Born Touré Neblett, Touré is a television personality, cultural critic and novelist. Before landing on MSNBC, Touré was a correspondent for CNN and BET.
Multicultural Academic Student Services is sponsoring the event at 7 p.m. Tuesday at Plachta Auditorium in Warriner Hall. The program is free and open to the public.
D’Wayne Jenkins, assistant director of MASS, said the show will appeal to both students and faculty. He said MASS is looking for a high turnout of about 500 students at the event.
“He is an individual that appeals to a wide range of people,” Jenkins said. “Both students and faculty will be able to relate to him.”
Jenkins said Touré is relatable because of his stature as a television host.
“Just being a host on MSNBC makes him relatable,” Jenkins said. “He is a well-known political personality.”
Touré co-hosts “The Cycle” with Democratic strategist Krystal Ball, conservative commentator S.E. Cupp and Salon senior political reporter Steve Kornacki.
He caused controversy on the show when he accused former Republican presidential candidate Mitt Romney of taking part in the “ni–erization” of the presidency by calling President Barack Obama “angry.” He later apologized.

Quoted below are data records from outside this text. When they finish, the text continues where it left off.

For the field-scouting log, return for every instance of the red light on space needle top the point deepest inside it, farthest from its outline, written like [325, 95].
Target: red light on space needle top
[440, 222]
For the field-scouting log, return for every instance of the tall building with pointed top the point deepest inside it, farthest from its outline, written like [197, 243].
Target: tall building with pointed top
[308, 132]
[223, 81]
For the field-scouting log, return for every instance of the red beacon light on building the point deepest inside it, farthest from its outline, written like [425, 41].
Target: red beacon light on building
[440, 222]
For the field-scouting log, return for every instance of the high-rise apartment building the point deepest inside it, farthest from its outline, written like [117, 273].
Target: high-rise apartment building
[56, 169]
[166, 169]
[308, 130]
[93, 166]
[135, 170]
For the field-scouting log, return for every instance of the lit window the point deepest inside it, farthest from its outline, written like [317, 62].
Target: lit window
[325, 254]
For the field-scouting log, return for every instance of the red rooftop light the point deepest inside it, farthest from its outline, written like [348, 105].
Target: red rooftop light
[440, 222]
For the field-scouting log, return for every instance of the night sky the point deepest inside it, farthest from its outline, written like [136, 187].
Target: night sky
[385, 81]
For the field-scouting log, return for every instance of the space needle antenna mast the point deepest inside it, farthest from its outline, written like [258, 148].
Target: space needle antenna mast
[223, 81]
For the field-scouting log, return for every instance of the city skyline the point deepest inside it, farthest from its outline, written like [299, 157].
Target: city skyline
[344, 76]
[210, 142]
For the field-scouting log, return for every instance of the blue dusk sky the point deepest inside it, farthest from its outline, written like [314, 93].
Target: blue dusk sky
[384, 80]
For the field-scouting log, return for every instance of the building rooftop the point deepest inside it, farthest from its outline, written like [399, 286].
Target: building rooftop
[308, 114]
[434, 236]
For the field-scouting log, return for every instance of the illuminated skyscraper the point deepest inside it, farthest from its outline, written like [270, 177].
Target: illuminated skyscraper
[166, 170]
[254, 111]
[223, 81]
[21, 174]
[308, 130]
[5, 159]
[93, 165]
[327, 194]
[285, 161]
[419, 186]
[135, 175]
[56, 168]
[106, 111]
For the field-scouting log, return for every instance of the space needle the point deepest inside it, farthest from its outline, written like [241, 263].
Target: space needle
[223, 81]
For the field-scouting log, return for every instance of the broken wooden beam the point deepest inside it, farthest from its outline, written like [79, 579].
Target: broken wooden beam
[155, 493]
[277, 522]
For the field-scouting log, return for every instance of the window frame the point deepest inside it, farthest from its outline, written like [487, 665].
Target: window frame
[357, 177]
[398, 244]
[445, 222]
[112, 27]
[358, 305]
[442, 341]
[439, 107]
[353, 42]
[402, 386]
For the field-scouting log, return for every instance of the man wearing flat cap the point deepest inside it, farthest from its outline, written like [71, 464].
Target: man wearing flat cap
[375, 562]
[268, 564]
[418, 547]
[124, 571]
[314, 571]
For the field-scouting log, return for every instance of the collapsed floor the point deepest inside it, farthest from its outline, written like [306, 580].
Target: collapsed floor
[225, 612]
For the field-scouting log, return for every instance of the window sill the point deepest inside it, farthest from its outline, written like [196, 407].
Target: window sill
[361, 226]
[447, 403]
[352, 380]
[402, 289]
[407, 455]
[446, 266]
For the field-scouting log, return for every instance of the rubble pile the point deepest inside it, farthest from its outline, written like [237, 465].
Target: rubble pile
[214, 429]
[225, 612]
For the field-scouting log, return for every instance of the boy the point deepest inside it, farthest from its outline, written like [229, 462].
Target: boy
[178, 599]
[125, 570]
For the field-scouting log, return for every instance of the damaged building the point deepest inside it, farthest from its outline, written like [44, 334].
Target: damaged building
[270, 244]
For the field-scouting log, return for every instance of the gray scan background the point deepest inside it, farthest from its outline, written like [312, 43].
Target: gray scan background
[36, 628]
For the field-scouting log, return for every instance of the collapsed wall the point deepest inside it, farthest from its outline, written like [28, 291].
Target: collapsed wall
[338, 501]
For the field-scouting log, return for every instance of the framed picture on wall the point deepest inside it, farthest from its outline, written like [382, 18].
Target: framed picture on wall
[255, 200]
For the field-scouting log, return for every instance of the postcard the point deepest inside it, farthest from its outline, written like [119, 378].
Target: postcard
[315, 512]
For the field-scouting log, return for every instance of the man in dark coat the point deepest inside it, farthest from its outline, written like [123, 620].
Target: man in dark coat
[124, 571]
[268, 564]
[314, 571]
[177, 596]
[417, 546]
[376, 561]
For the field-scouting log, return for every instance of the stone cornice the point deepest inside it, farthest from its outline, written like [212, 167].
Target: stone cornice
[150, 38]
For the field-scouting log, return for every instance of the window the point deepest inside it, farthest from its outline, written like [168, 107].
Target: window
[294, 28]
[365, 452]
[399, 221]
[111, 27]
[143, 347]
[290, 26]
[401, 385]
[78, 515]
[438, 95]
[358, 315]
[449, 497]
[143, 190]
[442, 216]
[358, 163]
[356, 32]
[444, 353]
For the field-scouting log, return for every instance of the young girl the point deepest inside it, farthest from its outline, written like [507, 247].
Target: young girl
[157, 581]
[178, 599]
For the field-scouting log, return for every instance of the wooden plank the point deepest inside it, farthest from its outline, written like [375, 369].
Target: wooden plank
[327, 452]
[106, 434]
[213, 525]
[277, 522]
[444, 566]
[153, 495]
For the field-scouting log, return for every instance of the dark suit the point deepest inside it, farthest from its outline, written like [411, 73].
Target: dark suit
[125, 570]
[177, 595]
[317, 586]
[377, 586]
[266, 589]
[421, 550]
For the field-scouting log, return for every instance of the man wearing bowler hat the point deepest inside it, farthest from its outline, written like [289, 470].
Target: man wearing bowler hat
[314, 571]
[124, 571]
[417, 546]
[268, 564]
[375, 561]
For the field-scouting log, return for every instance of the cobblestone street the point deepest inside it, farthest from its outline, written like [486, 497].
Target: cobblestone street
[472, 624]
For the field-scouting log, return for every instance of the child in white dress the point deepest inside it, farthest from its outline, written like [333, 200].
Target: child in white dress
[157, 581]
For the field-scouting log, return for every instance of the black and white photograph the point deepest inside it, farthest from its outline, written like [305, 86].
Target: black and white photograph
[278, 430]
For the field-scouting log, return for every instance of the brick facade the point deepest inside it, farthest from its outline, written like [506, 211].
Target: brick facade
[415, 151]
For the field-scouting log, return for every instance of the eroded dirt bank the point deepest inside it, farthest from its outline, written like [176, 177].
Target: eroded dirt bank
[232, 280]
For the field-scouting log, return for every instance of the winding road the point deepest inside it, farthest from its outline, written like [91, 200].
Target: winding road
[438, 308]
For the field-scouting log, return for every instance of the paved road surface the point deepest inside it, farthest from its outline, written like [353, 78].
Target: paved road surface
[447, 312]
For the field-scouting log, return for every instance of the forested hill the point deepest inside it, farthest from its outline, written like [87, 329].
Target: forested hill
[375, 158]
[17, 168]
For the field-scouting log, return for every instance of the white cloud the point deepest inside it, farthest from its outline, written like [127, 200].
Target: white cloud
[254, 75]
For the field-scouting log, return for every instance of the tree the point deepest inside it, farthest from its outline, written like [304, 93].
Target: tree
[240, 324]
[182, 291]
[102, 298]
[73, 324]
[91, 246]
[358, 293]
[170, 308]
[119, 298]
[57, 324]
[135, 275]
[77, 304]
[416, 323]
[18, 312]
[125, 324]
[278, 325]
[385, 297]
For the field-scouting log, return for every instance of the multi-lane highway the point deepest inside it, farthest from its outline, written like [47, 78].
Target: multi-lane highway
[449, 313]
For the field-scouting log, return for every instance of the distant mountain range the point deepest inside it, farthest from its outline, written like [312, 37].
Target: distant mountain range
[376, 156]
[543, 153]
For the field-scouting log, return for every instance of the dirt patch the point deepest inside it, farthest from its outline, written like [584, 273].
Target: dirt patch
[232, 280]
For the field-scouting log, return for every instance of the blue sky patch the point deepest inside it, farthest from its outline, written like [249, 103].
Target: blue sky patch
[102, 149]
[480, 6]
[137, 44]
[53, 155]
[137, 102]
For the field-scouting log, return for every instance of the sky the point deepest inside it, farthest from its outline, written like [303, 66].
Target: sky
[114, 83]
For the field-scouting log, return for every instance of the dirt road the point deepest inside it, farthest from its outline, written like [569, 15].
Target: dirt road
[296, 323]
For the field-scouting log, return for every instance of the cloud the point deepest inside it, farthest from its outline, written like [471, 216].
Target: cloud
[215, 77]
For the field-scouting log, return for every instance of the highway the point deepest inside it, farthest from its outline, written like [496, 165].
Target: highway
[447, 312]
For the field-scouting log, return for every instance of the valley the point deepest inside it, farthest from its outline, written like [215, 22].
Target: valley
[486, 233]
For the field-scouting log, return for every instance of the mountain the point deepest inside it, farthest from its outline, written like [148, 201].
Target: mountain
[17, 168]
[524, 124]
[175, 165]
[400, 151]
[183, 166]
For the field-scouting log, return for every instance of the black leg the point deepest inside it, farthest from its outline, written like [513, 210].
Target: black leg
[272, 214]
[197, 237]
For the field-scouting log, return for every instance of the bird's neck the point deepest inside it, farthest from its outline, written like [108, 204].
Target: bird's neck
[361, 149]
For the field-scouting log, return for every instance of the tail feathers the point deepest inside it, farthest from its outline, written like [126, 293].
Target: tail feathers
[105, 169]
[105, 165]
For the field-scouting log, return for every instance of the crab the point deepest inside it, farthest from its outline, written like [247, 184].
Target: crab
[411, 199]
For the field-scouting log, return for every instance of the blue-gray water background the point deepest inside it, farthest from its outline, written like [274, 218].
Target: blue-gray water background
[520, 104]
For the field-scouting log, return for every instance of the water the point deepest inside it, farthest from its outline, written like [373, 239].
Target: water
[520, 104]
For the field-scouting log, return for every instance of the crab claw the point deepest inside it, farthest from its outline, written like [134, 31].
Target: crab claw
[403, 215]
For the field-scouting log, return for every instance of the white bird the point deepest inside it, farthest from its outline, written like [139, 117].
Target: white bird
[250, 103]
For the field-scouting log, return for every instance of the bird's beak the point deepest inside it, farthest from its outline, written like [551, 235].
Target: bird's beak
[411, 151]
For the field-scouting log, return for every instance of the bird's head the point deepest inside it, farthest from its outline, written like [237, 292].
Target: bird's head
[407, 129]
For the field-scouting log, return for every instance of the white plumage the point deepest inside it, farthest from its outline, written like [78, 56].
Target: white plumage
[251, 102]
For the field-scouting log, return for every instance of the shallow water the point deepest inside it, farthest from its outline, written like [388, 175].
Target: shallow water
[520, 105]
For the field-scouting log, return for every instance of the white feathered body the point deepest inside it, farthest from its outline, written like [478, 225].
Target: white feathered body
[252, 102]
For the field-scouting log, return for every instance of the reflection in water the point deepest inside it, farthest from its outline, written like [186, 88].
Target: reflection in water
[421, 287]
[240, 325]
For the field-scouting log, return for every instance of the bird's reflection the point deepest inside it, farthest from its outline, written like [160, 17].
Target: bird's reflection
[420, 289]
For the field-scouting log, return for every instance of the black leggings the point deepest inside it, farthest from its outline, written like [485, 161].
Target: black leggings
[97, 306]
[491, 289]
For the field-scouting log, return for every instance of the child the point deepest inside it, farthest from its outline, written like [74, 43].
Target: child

The keynote will be the climax of Black History Month, a month of events sponsored by MASS to bring awareness of African-American culture to campus.
“We are trying to cater to more students, and find events what will attract students,” Jenkins said. “I think our events have done that.”
Touré’s writing has received numerous accolades. In 2001, his article, “Kurt is My Co-Pilot,” was featured in the yearly anthology “The Best American Sports Writing.”
His most recent novel, “Who’s Afraid of Post-Blackness?: What It Means To Be Black Now,” was nominated for an NAACP Image Award for Outstanding Literary Work of Non-Fiction and was named one of the most notable books of 2011 by The Washington Post and The New York Times.